Hollings has been on this kick for a while. He's very eccentric, but I don't know how he winds up on this side of the issue - not a lot of media companies in South Carolina that I know of.
This looks like a classic shell game. Sure, the media types are worried about file transfers, but most consumers are more or less willing to pay for music if someone creates an economically appropriate model (broad range of choice, decent quality, individual file selection rather than aggregated packages, etc.). I like a free lunch too, but lets get realistic. Those days are going fast, amybe gone.
What's more interesting to them is this. By using the P2P issue as a wedge, they can radically restructure a company-user balance that (in their view) has been out of whack since Sony/Betamax. We talked about this in another forum - they're changing the basic license (that has always carried with it a fair use component) by eliminating portability and the right to manipulate your files for personal and entirely legal purposes. And when people complain about it, their rationale is they're combatting copyright violation.
So, when the technology develops to the point where it can limit reproduction, you will wind up with a tiered payment system. So much for a file that can be downloaded and played only in its original environment. Add another x$ for the right to make up to y copies, Add another x$ for the right to make from y 1 to z copies. And so on.
These guys aren't as stupid as we'd like to believe. To repeat prior rants, they understand at long last that this is a new product and a new technology that will allow them to alter the existing paradigm, if they're clever in how they use traditional copyright issuues to mask what they're really up to.

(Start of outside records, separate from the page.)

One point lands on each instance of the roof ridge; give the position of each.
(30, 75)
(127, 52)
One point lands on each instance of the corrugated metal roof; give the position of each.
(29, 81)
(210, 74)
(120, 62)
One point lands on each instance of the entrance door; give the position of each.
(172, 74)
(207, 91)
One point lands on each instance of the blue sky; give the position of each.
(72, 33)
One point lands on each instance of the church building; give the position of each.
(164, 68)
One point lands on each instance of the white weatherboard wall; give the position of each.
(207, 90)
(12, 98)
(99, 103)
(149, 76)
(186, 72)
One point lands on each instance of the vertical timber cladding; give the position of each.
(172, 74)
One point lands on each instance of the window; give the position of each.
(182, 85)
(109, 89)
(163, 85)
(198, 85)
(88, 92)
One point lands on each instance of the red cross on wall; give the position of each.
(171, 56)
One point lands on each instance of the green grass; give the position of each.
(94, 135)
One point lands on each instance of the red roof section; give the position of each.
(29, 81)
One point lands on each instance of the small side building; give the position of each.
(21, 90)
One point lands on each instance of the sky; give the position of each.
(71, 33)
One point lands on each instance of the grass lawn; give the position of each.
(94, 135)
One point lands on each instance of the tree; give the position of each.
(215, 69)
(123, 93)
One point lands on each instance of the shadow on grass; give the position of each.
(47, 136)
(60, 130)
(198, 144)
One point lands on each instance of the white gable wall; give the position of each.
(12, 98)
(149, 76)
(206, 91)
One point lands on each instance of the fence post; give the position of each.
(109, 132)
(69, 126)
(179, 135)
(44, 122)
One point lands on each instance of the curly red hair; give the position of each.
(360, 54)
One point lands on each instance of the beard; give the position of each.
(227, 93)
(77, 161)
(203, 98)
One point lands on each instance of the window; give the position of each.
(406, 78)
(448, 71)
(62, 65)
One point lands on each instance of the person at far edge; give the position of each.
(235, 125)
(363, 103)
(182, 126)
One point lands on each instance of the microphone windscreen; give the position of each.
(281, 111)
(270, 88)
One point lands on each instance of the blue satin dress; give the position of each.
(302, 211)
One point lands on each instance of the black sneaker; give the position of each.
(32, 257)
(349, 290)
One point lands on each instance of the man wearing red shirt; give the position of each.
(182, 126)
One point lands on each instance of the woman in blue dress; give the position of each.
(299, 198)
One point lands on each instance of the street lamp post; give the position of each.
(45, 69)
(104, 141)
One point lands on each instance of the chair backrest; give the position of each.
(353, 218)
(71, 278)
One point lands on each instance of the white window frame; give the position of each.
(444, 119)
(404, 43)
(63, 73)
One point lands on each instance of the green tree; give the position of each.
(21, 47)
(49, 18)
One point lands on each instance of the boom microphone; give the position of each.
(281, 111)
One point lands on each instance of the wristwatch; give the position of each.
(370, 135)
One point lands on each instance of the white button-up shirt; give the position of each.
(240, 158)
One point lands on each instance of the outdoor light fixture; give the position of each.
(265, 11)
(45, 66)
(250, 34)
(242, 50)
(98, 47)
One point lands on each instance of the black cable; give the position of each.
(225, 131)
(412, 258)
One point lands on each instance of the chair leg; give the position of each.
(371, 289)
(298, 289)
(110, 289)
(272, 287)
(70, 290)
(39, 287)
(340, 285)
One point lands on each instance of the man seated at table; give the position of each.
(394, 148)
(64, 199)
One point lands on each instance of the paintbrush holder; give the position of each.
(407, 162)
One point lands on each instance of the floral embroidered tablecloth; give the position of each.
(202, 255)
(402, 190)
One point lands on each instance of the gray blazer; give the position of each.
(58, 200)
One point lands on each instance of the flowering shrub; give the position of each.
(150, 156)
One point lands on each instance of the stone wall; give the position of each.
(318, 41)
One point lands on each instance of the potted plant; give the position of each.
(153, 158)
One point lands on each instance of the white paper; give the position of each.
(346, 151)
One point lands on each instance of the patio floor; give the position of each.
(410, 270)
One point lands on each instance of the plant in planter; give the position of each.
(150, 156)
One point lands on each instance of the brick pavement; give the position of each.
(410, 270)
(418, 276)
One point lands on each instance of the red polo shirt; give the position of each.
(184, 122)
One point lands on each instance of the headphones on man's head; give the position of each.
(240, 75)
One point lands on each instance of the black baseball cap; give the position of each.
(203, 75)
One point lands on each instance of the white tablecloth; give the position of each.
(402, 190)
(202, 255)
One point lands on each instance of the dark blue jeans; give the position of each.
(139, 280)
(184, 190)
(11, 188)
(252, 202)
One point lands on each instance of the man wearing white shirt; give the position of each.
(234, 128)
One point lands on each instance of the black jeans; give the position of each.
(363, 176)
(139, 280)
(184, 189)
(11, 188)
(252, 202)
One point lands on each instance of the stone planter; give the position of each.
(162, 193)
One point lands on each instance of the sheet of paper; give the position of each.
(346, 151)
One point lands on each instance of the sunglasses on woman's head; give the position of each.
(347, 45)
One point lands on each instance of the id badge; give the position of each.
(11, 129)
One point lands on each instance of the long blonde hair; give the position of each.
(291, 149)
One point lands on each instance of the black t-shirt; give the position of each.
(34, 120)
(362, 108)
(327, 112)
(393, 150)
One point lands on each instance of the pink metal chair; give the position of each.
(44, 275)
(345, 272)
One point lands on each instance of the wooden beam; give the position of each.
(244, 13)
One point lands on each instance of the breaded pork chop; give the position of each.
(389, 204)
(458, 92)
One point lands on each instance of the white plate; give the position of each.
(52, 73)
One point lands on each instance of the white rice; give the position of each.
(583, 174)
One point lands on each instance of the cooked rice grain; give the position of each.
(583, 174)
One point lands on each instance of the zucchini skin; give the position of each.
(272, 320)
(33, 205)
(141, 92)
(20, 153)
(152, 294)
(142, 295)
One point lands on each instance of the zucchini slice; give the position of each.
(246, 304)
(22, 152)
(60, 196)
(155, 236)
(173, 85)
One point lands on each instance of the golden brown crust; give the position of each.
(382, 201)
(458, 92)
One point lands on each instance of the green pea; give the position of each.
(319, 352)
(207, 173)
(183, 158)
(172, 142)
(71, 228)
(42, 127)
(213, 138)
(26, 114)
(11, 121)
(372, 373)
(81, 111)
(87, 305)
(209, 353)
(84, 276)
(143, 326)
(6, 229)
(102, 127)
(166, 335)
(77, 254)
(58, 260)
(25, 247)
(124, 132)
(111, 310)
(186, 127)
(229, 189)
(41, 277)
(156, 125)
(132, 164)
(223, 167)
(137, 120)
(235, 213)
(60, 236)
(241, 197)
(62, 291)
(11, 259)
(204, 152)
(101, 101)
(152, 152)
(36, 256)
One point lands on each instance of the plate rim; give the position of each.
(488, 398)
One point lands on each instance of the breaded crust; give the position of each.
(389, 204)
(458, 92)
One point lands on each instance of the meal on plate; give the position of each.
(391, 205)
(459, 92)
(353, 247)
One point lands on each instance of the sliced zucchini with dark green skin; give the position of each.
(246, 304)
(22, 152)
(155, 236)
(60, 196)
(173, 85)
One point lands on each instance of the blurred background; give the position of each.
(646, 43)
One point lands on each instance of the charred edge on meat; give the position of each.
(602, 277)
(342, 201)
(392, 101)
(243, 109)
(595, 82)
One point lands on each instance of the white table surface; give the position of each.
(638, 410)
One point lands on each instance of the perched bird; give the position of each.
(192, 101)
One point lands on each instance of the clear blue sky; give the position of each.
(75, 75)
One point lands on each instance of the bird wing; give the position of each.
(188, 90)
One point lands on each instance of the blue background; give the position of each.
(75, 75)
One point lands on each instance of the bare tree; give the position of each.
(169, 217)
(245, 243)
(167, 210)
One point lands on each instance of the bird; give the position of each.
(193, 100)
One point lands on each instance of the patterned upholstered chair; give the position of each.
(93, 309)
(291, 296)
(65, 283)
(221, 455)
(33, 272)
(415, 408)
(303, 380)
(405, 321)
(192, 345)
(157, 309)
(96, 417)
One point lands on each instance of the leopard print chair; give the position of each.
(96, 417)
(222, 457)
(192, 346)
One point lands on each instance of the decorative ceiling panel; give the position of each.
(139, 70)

My niece is heavily involved in the efforts of the Electronic Frontier Foundation to combat these abuses. These are her views in part:
"I'm hoping we'll see an expansion of the copyright misuse doctrine soon -
whether in Napster, the hardware/media licensing schemes for DVD, or
leverage copyright holders have been trying to extract from their
monopolies in other areas, even with the overbroad cease and desists they
send."
The EFF can be a significant force in combatting these schemes - probably mroe effective than writing a congressman/woman, who checks the contribution list anad throws the letter in the circular file. Check out
www.eff.org.
Thanks for putting up with this. Whenever I think about the Brave New World these rascals are creating for us, it gets my weather up. Nothing a couple of good Scotch Ales won't cure.